Exercise 5.7: Prepare your artist’s statement

Introduction

In this exercise I have evolved my artist’s statement. After reviewing a number of statements I have seen that some can be factual, stating simply the name of the artist and where or how the images were taken.

Others are more evolved, attempting to set a context and evoke some emotion from the reader ahead of viewing the images.

I found that this later type affecting my viewing of the images that followed. This is a technique I like. I have struggled in the past with a desire to direct the viewer so much within an image that it left little space for their own interpretation, spoiling the polysemic nature of the image.

I think that using an artist’s statement to ‘set the scene’ can do all the directing I want to do and then leave the viewer to interpret the images as they see fit – I can leave space in the images and spend less time trying to cram them with symbols or directive elements.

My Statement

Stroud’s five valleys and the rivers that flow down them created a rich textile history, in their heyday housing over 150 mills.  Today, some 200 years on, that history is disappearing as buildings crumble into oblivion.  

There is hope, some of those mills are renovated and house today’s world of coffee shops and play groups but in the main, they are vanishing from sight.
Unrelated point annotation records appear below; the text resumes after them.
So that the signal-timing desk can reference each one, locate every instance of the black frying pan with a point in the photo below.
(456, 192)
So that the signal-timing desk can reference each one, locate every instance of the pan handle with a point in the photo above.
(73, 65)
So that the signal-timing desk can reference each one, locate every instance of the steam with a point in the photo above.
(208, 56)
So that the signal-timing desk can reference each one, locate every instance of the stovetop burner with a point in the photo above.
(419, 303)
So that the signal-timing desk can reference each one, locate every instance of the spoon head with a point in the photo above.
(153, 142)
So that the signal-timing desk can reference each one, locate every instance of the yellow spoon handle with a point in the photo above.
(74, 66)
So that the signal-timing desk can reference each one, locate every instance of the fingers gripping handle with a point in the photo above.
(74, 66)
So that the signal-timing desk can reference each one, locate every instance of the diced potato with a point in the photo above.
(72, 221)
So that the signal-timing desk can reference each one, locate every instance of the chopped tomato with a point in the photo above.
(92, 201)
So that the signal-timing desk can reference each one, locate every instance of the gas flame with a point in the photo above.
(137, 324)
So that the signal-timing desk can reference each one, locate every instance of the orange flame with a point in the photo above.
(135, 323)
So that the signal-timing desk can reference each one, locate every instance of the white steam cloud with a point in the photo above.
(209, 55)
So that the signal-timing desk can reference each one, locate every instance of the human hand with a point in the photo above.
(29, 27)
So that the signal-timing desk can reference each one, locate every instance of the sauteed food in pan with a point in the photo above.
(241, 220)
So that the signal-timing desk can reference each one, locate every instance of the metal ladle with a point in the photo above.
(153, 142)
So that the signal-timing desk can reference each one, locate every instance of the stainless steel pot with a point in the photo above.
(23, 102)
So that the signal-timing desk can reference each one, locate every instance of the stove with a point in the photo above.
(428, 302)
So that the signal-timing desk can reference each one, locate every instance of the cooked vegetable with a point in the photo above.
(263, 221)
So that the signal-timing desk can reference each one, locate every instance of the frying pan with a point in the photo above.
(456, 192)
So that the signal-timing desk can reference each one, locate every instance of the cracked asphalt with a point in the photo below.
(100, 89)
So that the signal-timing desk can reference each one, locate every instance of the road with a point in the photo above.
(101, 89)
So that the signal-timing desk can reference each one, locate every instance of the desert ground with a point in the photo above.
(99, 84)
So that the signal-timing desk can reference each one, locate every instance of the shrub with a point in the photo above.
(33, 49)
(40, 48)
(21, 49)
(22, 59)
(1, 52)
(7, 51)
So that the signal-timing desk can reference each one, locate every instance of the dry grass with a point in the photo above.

And yet, there is a strange fondness of this past.  New communities spring up around the mills and retain a small part of what has gone before, sometimes using a part of the building and sometimes just the name but in either case, attempting to romanticise these new buildings by evoking a link to the past.

Is this romanticism a success?  Does it cling on to our history and keep it alive or does it mourn our loss? Or are these attempts really just wasted effort as other mills collapse before our eyes and only their echoes of a name remain.

These photographs, taken in 2022, adopt a topographic style to cast a dispassionate view on this changing landscape.